Como un cuerpo, el poema se extiende para hacer venir a la palabra lo que la palabra convoca, y lo que la palabra convoca es, no hay duda, lo que falta. Cuerpos de palabras llamando, llameando, reclamando ardientes cuerpos ausentes para hacerlos aparecer en el breve destello del nombre que los nombra, los poemas.

Como plegarias, entonces, los poemas de Cuerpo en la orilla permanecen, así, en un limen, en una frontera vibrante, indefinida, donde mutuamente se reclaman dos ámbitos de ansiedad que no se colman: el cuerpo del deseo y la palabra que quiere colmarlo al reclamarlo.

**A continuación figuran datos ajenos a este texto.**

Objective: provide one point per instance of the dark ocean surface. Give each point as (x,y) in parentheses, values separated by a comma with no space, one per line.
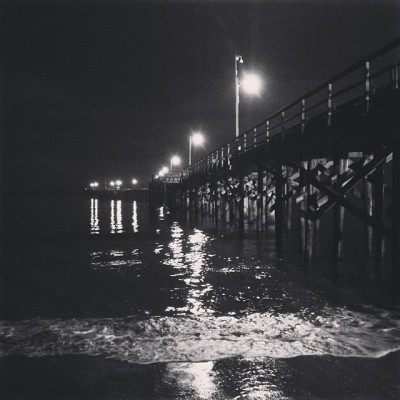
(198,311)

Este juego, por supuesto, resulta interminable, como el ir y venir del oleaje en la orilla marina: la línea indecisa que une y desune, separa y aproxima, y por un instante parece que se detiene –infinitesimal su parvo parpadeo– para luego borrarse, evaporarse, dejando apenas su estela íngrima en la playa. Así el poema.

Así el poema, situación de palabra, se diría, que está siempre en una orilla, al borde de algo, asomado, abismado; sin resolverse, tenso; en lo indecible, inacabado. De ahí toma su fuerza, su persistencia: de esa suerte de víspera incesante que lo inunda todo de la promesa de lo porvenir.

Algo está viniendo siempre a la plegaria, como al poema: lo convocado que no se deja convencer, lo reclamado no alcanzado que se sigue resistiendo, aorillado, sin llegar.

En una de las plegarias de su libro, Pesci lo presume: “fracción de piel / diferida / desconocida / que amplifica a ciegas / el susurro de los roces // a ella entrego mi devoción / a veces recibe tímida ciertos rayos / duerme al cobijo de quien ignora / y sabe esperar (…)”.

Remuneradas de promesa –prometidas, comprometidas– las plegarias de Pesci responden a un paciente ritual de espera. Ávido, el cuerpo asiente porque presiente un colmo. Cauto, el poema aguarda, como una orilla, el húmedo caudal.

Hay en estas plegarias de Flavia Pesci variados registros: el desdén y la dádiva, la vehemencia y la apatía, la euforia y la caída, el éxtasis y el duelo, la rabia y la serenidad. Plegarias contenidas, severas y crueles como un puño, punzantes y más crueles, como un dardo preciso y decisivo. Plegarias, pues, epigramáticas que devuelven airadas las bofetadas recibidas. Plegarias sutiles, aéreas, volátiles. Plegarias extensas, minuciosas, detalladas. Elogiosas, memoriosas, reverentes, hirientes, predispuestas. Como cuerpos al lado de otros cuerpos. En su orilla.

Al final, estas plegarias invocan un ómphalos, un centro. Son rastros, estelas orientadas a un ombligo: un punto cósmico que es final y origen, lugar de arribo y abandono. Como una orilla.